Real Cost of Transport in European Capitals

To determine the real cost of transport in European capitals one should draw a parallel between the price of a single public transport ticket in 15 European capitals (except Zurich) and the average salaries in each one of these cities.

tram riga latvia
A contemporanean tram in Riga – Photo by Jan Fabian/Flickr

Around one year ago I came to know that the price of the public transportation in Riga would jump from 0.60 to 1.15 euros in ONE day (although I don’t remember if these were the actual values, it was something around that).

As I am not a resident of Riga, it doesn’t concern me much, but, also around that time I came to know that the company running the public transport system in Riga was running ads for its public claiming that “the transport in Riga is still so cheap” – “in Oslo, Stockholm or Any other Western European city it is so much higher”.

Once I knew about this specific fact I had a quite a strange feeling, knowing that most Latvian people have at least one relative abroad, and that they know how salaries in Norway or Britain are way higher than they are in Latvia, it was crystal clear to me, that this kind of statement would have no effect to whomever it would reach.

It was in fact quite insulting to think that people would have this point of view or agree, even if partially which such statement.

This phrase led me to create this index, a simple mathematical equation which creates a relation between the average salaries in the cities analyzed, and the price of a single ticket on their public transport system.

bus bucharest romania
A bus in Bucharest, Romania.

To find out what is the reality, all one needs is to find the average salary in Europe data available from wikipedia and the price of one single ticket ride in the same cities available from numbeo.

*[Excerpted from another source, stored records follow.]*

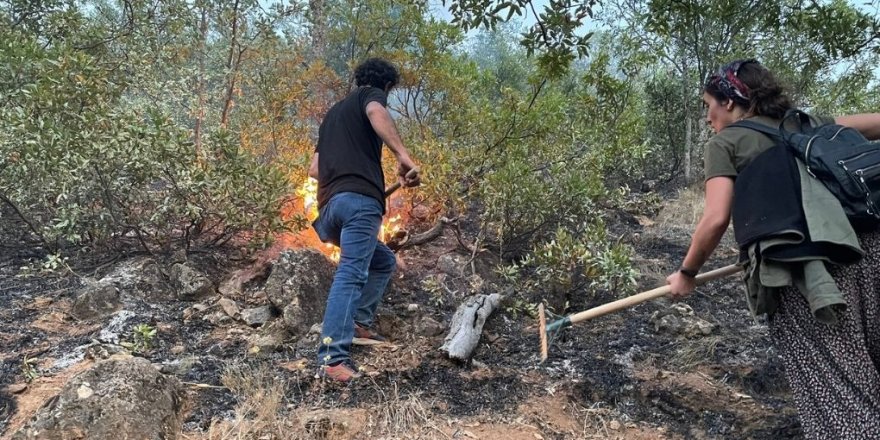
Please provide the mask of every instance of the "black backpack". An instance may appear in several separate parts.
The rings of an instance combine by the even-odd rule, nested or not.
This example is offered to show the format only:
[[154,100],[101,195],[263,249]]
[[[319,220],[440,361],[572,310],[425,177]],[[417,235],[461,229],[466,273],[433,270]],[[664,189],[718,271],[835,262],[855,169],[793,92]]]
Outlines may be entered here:
[[[790,119],[796,120],[797,131],[785,128]],[[880,224],[880,143],[854,128],[819,124],[800,110],[787,111],[778,129],[754,121],[731,126],[759,131],[788,148],[840,200],[856,229]]]

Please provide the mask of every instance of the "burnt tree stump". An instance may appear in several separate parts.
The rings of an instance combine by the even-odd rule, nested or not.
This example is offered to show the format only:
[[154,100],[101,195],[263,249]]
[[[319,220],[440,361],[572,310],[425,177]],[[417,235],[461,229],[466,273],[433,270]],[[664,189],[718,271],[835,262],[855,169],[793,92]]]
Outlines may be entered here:
[[458,306],[458,310],[452,316],[449,334],[443,340],[440,350],[450,359],[469,360],[480,342],[483,324],[492,311],[498,308],[501,299],[502,296],[498,293],[480,294],[470,297]]

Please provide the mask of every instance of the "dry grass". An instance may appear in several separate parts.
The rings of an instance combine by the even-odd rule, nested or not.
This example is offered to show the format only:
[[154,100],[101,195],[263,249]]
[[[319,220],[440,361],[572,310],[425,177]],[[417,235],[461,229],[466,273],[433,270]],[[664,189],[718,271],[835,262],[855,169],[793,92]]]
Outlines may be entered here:
[[687,339],[678,343],[675,354],[670,361],[683,371],[692,370],[700,365],[715,362],[715,350],[718,344],[724,340],[721,336],[707,336],[697,339]]
[[[377,390],[379,390],[378,387]],[[391,393],[382,392],[382,394],[385,400],[379,417],[379,426],[382,432],[402,434],[431,426],[430,407],[432,405],[426,404],[420,395],[410,394],[401,399],[396,385]]]
[[223,372],[223,385],[239,400],[235,419],[213,423],[209,440],[299,440],[299,429],[280,417],[285,383],[266,367],[233,364]]
[[[432,401],[421,395],[401,396],[397,387],[382,389],[374,382],[381,403],[368,409],[342,408],[335,401],[318,400],[309,407],[286,408],[287,383],[272,374],[270,365],[237,363],[226,368],[223,385],[237,397],[235,417],[215,420],[203,435],[184,435],[188,440],[337,440],[343,438],[387,439],[447,437],[432,420]],[[369,379],[367,379],[369,380]],[[320,388],[322,385],[319,384]],[[294,384],[295,386],[295,384]],[[364,437],[366,435],[367,437]],[[428,438],[434,438],[428,436]]]
[[657,226],[693,230],[703,215],[703,185],[695,184],[679,190],[678,195],[663,204],[657,214]]

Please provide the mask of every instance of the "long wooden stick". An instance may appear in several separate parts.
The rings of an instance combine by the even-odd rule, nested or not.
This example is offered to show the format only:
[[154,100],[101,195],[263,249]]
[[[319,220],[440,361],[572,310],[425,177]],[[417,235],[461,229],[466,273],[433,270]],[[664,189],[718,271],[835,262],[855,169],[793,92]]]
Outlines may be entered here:
[[[413,168],[413,169],[407,171],[407,173],[406,173],[406,177],[408,179],[415,179],[416,176],[418,176],[418,175],[419,175],[418,168]],[[397,191],[398,189],[400,189],[400,180],[398,180],[397,182],[394,182],[388,188],[385,188],[385,198],[387,199],[388,197],[390,197],[391,194],[394,194],[394,191]]]
[[[720,269],[715,269],[713,271],[709,271],[706,273],[702,273],[697,275],[696,284],[703,285],[708,283],[709,281],[716,280],[718,278],[724,278],[726,276],[733,275],[737,272],[742,271],[742,267],[737,266],[735,264],[731,264],[730,266],[725,266]],[[578,312],[573,315],[566,316],[562,319],[558,319],[551,323],[546,323],[546,318],[544,316],[544,308],[543,305],[539,306],[538,319],[539,319],[539,332],[541,337],[541,362],[547,360],[548,354],[548,343],[547,343],[547,335],[550,332],[559,331],[563,328],[570,327],[571,325],[586,321],[588,319],[597,318],[602,315],[607,315],[609,313],[616,312],[618,310],[623,310],[637,304],[641,304],[645,301],[650,301],[655,298],[659,298],[663,295],[666,295],[670,291],[669,285],[657,287],[655,289],[651,289],[642,293],[637,293],[635,295],[619,299],[617,301],[612,301],[607,304],[603,304],[598,307],[593,307],[589,310],[584,310],[583,312]]]
[[[742,267],[739,267],[735,264],[731,264],[730,266],[725,266],[720,269],[715,269],[713,271],[709,271],[703,274],[697,275],[696,282],[697,285],[702,285],[708,283],[709,281],[716,280],[718,278],[724,278],[728,275],[733,275],[737,272],[742,271]],[[607,315],[609,313],[614,313],[618,310],[623,310],[629,307],[632,307],[636,304],[641,304],[645,301],[650,301],[655,298],[659,298],[663,295],[668,294],[670,291],[670,286],[667,284],[665,286],[657,287],[655,289],[651,289],[642,293],[638,293],[632,296],[628,296],[626,298],[619,299],[617,301],[613,301],[607,304],[603,304],[598,307],[593,307],[592,309],[585,310],[583,312],[575,313],[574,315],[570,315],[568,319],[572,324],[586,321],[588,319],[593,319],[602,315]]]

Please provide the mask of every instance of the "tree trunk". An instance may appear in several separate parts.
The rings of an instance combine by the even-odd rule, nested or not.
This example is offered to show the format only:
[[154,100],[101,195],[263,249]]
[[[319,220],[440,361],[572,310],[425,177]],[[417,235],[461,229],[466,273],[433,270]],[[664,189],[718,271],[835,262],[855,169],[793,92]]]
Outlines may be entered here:
[[196,104],[196,124],[193,138],[196,146],[196,157],[202,156],[202,124],[205,120],[205,58],[208,42],[208,6],[202,5],[202,18],[199,23],[199,73],[197,81],[198,103]]
[[688,68],[687,57],[682,56],[681,60],[681,100],[682,100],[682,108],[684,109],[684,180],[686,183],[691,183],[693,177],[693,164],[691,160],[691,155],[693,154],[694,148],[694,127],[693,127],[693,118],[691,116],[691,103],[690,103],[690,93],[689,92],[689,84],[688,84],[688,73],[690,69]]
[[324,11],[324,0],[309,0],[309,11],[312,14],[312,60],[324,58],[325,36],[327,35],[327,17]]
[[229,57],[226,60],[226,69],[229,71],[229,83],[226,86],[226,99],[223,101],[223,112],[220,114],[220,126],[226,128],[229,123],[229,109],[232,107],[232,95],[235,92],[235,78],[238,76],[238,65],[241,60],[241,52],[235,56],[238,44],[238,0],[232,6],[232,35],[229,41]]
[[450,359],[469,360],[480,342],[486,318],[498,307],[501,298],[497,293],[476,295],[460,305],[452,317],[449,335],[443,340],[440,350],[446,352]]

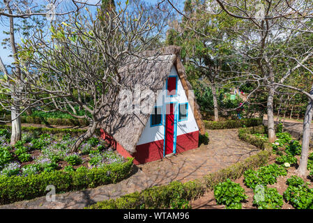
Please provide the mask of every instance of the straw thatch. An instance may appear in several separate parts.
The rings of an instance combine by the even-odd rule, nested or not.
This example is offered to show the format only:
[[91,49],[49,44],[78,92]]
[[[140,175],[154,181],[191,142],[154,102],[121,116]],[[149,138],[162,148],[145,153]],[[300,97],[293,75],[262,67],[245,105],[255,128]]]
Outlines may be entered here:
[[[191,86],[187,81],[179,53],[180,47],[170,46],[158,50],[146,51],[142,53],[140,56],[132,57],[129,59],[127,66],[119,70],[121,77],[121,84],[123,89],[130,91],[139,90],[138,87],[140,91],[151,90],[155,93],[156,99],[158,93],[162,91],[171,67],[175,66],[183,86],[187,92],[188,90],[191,89]],[[192,97],[194,96],[192,95]],[[107,98],[108,100],[112,99],[112,97],[109,98]],[[135,108],[135,112],[121,114],[119,111],[123,111],[123,108],[121,109],[119,106],[122,99],[123,98],[118,98],[112,102],[110,106],[114,108],[114,110],[110,112],[110,115],[100,124],[100,127],[105,132],[113,137],[126,151],[132,154],[136,152],[137,143],[152,112],[153,106],[149,107],[146,114],[136,112],[136,105],[138,105],[138,102],[136,104],[136,102],[132,100],[130,106]],[[190,102],[192,100],[191,98],[188,100]],[[139,102],[148,103],[145,100],[146,99],[142,99],[142,101]],[[152,105],[154,102],[152,102]],[[204,134],[204,125],[201,119],[199,106],[197,103],[194,104],[194,115],[201,133]]]

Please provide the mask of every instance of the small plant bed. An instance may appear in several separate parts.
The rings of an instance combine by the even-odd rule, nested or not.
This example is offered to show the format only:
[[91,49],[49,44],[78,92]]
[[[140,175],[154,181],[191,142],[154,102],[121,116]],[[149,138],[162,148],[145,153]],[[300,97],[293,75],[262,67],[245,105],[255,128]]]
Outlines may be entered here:
[[10,134],[7,130],[0,130],[0,175],[28,176],[55,170],[68,171],[125,162],[105,141],[96,137],[82,144],[77,153],[70,153],[76,139],[68,134],[58,139],[48,134],[36,136],[26,133],[15,146],[9,145]]
[[[27,132],[14,146],[10,136],[0,129],[0,203],[43,195],[49,184],[61,192],[116,183],[129,174],[132,164],[96,137],[70,153],[76,139],[69,134],[58,139]],[[33,186],[17,192],[27,184]]]
[[[266,134],[254,135],[267,139]],[[277,137],[273,144],[275,153],[268,164],[248,169],[235,180],[220,183],[224,185],[224,194],[222,196],[221,190],[215,187],[204,197],[192,201],[192,208],[313,209],[313,153],[308,160],[307,169],[311,173],[302,179],[296,176],[301,146],[288,133],[277,133]],[[242,192],[234,192],[239,190]]]

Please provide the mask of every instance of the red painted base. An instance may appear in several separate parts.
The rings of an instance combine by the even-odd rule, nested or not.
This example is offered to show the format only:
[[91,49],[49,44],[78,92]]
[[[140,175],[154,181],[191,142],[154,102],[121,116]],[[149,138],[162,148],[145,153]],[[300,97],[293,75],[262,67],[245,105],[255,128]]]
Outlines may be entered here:
[[[134,164],[139,164],[162,159],[164,140],[137,146],[137,152],[131,155],[122,146],[102,129],[101,138],[105,139],[124,157],[134,157]],[[199,131],[177,136],[176,153],[198,148]]]

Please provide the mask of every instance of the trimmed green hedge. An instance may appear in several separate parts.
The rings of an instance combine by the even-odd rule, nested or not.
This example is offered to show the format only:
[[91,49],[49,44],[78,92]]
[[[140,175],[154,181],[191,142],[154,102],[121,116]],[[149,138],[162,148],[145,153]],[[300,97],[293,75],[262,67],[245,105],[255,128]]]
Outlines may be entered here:
[[[11,119],[10,115],[6,116],[6,120]],[[56,125],[77,125],[85,126],[89,125],[89,122],[86,119],[79,118],[43,118],[33,116],[21,116],[21,122],[22,123],[32,124],[45,124]]]
[[262,118],[248,118],[241,120],[229,120],[222,121],[204,121],[206,128],[209,130],[222,130],[262,125]]
[[116,183],[130,174],[133,159],[128,160],[122,164],[68,173],[56,171],[28,176],[0,176],[0,203],[44,196],[48,185],[54,185],[56,192],[61,193]]
[[[250,132],[261,132],[264,127],[258,127],[254,130],[243,128],[241,137],[247,137]],[[256,139],[257,140],[257,139]],[[254,141],[255,142],[255,141]],[[217,172],[209,174],[201,179],[197,179],[185,183],[173,181],[167,185],[155,186],[146,189],[141,192],[135,192],[122,196],[116,199],[109,199],[98,202],[86,209],[125,209],[125,208],[169,208],[173,201],[177,197],[181,199],[190,201],[204,195],[208,190],[213,190],[214,186],[227,178],[236,180],[240,178],[249,169],[257,169],[266,164],[271,154],[271,148],[264,145],[266,142],[259,140],[256,144],[264,148],[257,154],[252,155],[243,162],[237,162],[227,168]]]
[[[4,128],[10,130],[10,125],[0,125],[0,129]],[[77,137],[83,134],[86,130],[75,129],[75,128],[49,128],[41,127],[22,127],[22,132],[37,132],[39,134],[43,133],[53,134],[56,136],[62,136],[69,133],[72,137]],[[100,135],[100,129],[97,129],[95,133]]]

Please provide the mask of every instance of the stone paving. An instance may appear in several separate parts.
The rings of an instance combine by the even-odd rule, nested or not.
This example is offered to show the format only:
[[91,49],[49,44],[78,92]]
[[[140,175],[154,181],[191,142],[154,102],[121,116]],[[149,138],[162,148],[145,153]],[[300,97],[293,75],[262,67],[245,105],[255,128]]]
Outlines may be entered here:
[[185,182],[242,161],[259,151],[241,141],[238,130],[208,130],[210,142],[198,148],[162,160],[135,166],[132,175],[116,184],[56,194],[56,201],[45,197],[1,206],[0,208],[82,208],[109,199],[115,199],[154,185],[176,180]]

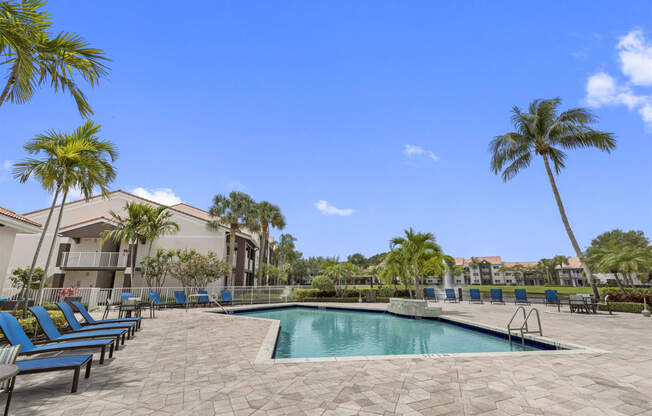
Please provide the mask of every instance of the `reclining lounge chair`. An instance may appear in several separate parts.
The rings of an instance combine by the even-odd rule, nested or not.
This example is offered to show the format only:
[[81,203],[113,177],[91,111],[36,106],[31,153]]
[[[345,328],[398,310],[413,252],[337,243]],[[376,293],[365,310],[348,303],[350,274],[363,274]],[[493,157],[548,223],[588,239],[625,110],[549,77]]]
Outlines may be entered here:
[[57,344],[47,344],[36,346],[30,341],[29,337],[23,331],[23,328],[18,323],[18,320],[9,312],[0,312],[0,328],[5,334],[5,338],[11,345],[20,345],[20,354],[40,354],[43,352],[54,351],[67,351],[100,348],[100,364],[104,364],[104,355],[106,347],[109,347],[109,358],[113,357],[113,348],[115,346],[115,339],[92,339],[88,341],[77,342],[59,342]]

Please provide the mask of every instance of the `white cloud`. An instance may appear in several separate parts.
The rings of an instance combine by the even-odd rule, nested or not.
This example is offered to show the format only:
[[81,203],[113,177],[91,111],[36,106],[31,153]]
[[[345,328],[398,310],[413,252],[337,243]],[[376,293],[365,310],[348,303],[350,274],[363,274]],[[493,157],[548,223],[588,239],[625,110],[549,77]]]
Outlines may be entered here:
[[170,206],[180,204],[182,202],[181,198],[179,198],[170,188],[145,189],[143,187],[138,187],[132,189],[131,193],[141,198],[158,202],[161,205]]
[[616,49],[626,80],[619,83],[605,72],[590,76],[586,103],[591,107],[625,105],[630,111],[637,111],[652,129],[652,95],[640,88],[652,85],[652,42],[641,30],[633,30],[620,38]]
[[437,157],[436,154],[434,154],[430,150],[424,149],[423,147],[415,146],[412,144],[406,144],[404,151],[408,157],[425,156],[431,159],[433,162],[439,162],[439,158]]
[[355,210],[351,208],[346,208],[346,209],[337,208],[329,204],[328,201],[324,201],[323,199],[321,201],[315,202],[315,208],[317,208],[317,211],[321,212],[324,215],[347,216],[355,212]]
[[632,84],[652,85],[652,41],[645,38],[640,29],[620,38],[618,56],[621,70]]

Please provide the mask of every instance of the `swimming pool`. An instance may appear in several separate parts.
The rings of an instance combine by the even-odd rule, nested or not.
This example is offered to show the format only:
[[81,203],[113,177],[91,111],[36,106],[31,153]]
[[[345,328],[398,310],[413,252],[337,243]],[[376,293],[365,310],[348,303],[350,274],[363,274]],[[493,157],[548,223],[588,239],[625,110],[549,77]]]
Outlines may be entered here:
[[497,335],[434,319],[302,306],[237,312],[276,319],[273,358],[509,352],[550,349],[510,343]]

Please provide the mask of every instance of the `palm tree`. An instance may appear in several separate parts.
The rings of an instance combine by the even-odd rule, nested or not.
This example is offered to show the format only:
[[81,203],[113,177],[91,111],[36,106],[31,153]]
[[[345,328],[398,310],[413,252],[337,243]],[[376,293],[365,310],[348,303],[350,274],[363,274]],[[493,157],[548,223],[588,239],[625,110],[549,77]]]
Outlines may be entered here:
[[491,170],[495,174],[500,173],[503,181],[507,182],[530,166],[534,157],[541,156],[566,233],[593,289],[593,295],[598,299],[598,288],[570,227],[555,183],[555,174],[559,174],[566,167],[566,150],[594,147],[611,153],[616,147],[616,139],[612,133],[593,130],[590,127],[596,121],[590,111],[574,108],[558,114],[560,104],[559,98],[538,99],[532,101],[528,112],[522,112],[514,106],[512,124],[516,131],[497,136],[491,141]]
[[[108,185],[115,179],[116,172],[113,162],[118,157],[118,151],[113,143],[98,137],[100,125],[86,121],[71,134],[49,130],[27,142],[23,148],[30,154],[43,154],[43,158],[28,158],[14,165],[14,177],[21,183],[35,177],[48,191],[54,189],[54,199],[48,212],[41,237],[32,258],[32,268],[36,265],[41,250],[45,233],[50,225],[50,220],[56,207],[57,198],[63,194],[59,208],[57,223],[52,235],[52,242],[45,262],[46,277],[41,280],[40,300],[43,300],[43,286],[47,279],[47,271],[52,260],[52,253],[56,243],[61,218],[65,208],[68,192],[79,189],[88,200],[95,189],[101,195],[107,195]],[[31,273],[31,272],[30,272]],[[27,301],[24,311],[26,313]]]
[[423,268],[434,255],[443,254],[441,247],[435,242],[434,234],[417,233],[411,227],[404,231],[403,237],[392,239],[391,248],[397,247],[405,250],[409,259],[408,275],[415,285],[417,297],[421,297],[423,293],[419,289],[419,280],[423,276]]
[[34,91],[49,84],[55,92],[66,90],[79,113],[92,114],[86,96],[75,78],[95,86],[108,67],[104,52],[91,48],[75,33],[51,33],[52,22],[41,0],[0,3],[0,65],[9,66],[7,82],[0,91],[0,106],[6,101],[22,104]]
[[256,206],[258,223],[260,224],[260,258],[258,259],[258,284],[263,281],[263,257],[267,252],[270,225],[276,229],[285,228],[285,217],[281,209],[267,201],[259,202]]
[[129,244],[129,267],[133,280],[136,278],[136,250],[131,249],[131,245],[138,246],[138,243],[145,244],[147,242],[149,237],[148,210],[147,204],[130,201],[125,203],[125,214],[109,211],[111,222],[115,224],[115,228],[102,231],[101,234],[102,243],[112,240],[119,244]]
[[601,259],[598,267],[618,270],[634,289],[632,274],[649,272],[652,267],[652,251],[648,247],[616,246]]
[[179,231],[179,224],[172,221],[172,213],[168,207],[145,204],[145,234],[149,242],[147,256],[152,254],[152,244],[154,240],[167,234],[174,234]]
[[226,278],[226,285],[233,285],[233,267],[235,261],[235,236],[238,230],[243,227],[251,230],[255,229],[256,224],[256,203],[244,192],[233,191],[228,197],[216,195],[213,199],[213,205],[208,210],[211,217],[215,218],[209,221],[208,227],[212,230],[218,230],[226,223],[229,227],[229,258],[228,264],[231,264],[231,273]]

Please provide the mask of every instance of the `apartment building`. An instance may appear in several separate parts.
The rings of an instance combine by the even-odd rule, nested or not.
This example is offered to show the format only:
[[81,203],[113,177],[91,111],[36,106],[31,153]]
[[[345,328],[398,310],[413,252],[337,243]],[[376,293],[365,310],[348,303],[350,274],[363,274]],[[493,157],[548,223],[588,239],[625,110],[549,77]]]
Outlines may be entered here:
[[[38,222],[0,207],[0,293],[8,285],[6,276],[11,273],[9,264],[16,236],[38,234],[40,231],[41,224]],[[29,267],[30,263],[26,266]]]
[[[147,255],[149,242],[134,244],[106,241],[101,243],[101,233],[115,228],[110,211],[121,212],[127,202],[147,203],[160,206],[157,202],[117,190],[108,197],[96,196],[88,201],[79,200],[65,204],[61,227],[54,242],[55,256],[47,270],[50,287],[137,287],[146,286],[138,273],[131,270],[130,256],[135,256],[136,264]],[[59,213],[60,206],[54,211],[53,218]],[[224,226],[218,230],[207,227],[211,219],[207,211],[187,204],[169,207],[172,220],[179,225],[179,231],[154,241],[152,251],[163,249],[196,249],[200,253],[212,251],[218,257],[231,261],[234,283],[256,285],[255,273],[259,257],[259,235],[256,232],[242,230],[236,235],[235,258],[228,258],[229,229]],[[41,209],[24,214],[23,217],[34,224],[44,223],[48,209]],[[48,227],[46,238],[38,265],[45,264],[54,233],[54,222]],[[35,252],[39,234],[16,234],[14,248],[8,267],[0,270],[12,270],[15,267],[29,265]],[[0,266],[2,266],[0,264]],[[4,277],[4,276],[2,276]],[[6,277],[1,279],[3,283]],[[6,283],[5,283],[6,284]],[[176,279],[169,277],[165,282],[168,287],[181,286]]]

If you divide the average salary in each city by the price of one single ticket, you will have the number of tickets a person can buy with the average salary in his city / country. Therefore, the higher the number of tickets you can buy in your city with your average salary, brings the real price of the ticket in your economy, not just a nominal value.

So, let’s take a look at our first table, with salaries. You can see no surprise here. Switzerland has the highest average salary among all the countries on this research. All figures are net:

Country – City Average Salary
Austria – Vienna 2 320
Bulgaria – Sofia 324
Switzerland – Zurich 5 130
Czech Republic – Prague 725
Germany – Berlin 2 315
Estonia – Tallinn 832
Spain – Madrid 1 679
Finland – Helsinki 2 479
Hungary – Budapest 511
Italy – Rome 1 736
Lithuania – Vilnius 496
Latvia – Riga 379
Norway – Oslo 3 850
Poland – Warsaw 634
Romania – Bucharest 345
Slovakia – Bratislava 664

Now, we have a beautiful table with the rates for one single ticket in each of the capitals of each country (Zurich is not the official capital of Switzerland, but it’s the most important city).

As you can see below, in nominal values, Switzerland has the most expensive ticket, and Romania has the cheapest:

Country – City One Single Ticket Price
Austria – Vienna 2.20
Bulgaria – Sofia 0.51
Switzerland – Zurich 3.97
Czech Republic – Prague 0.89
Germany – Berlin 2.70
Estonia – Tallinn 1.10-1.60
Spain – Madrid 1.50
Finland – Helsinki 3
Hungary – Budapest 1.12
Italy – Rome 1.50
Lithuania – Vilnius 1.00
Latvia – Riga 1.15
Norway – Oslo 3.14
Poland – Warsaw 1.01
Romania – Bucharest 0.33
Slovakia – Bratislava 0.90

Now, the real cost, a result indicating how many tickets you can buy with the average salaries in each one of these cities:

Country – City Real Cost of Transport Index
Austria – Vienna 1054
Bulgaria – Sofia 635
Switzerland – Zurich 1292
Czech Republic – Prague 815
Germany – Berlin 857
Estonia – Tallinn 756
Spain – Madrid 1119
Finland – Helsinki 826
Hungary – Budapest 457
Italy – Rome 1157
Lithuania – Vilnius 496
Latvia – Riga 329
Norway – Oslo 1126
Poland – Warsaw 627
Romania – Bucharest 1045
Slovakia – Bratislava 737

Cool facts about this study:

You can buy ONLY 329 tickets in Riga with your local average

salary, while you can buy more than one thousand in cities like Madrid, Oslo and Rome.

Budapest is the second worst performer on this list, but let’s remember how complex the transport network is in Budapest, with 3 metro lines, dozens of tram lines, and frequent buses.

In Prague (a city with an average figure on this index) you can ride with the public transport 2.5 times more than you can in Riga.

The other Baltic states are performing quite bad too, and if we take into account that in Tallinn, a ticket bought directly from the driver costs 1.60, it would be the only city capable of beating Riga. But the normal accessible fare is just 1.10.

I hope you are glad (and not shocked) to discover the real cost of transport in European capitals.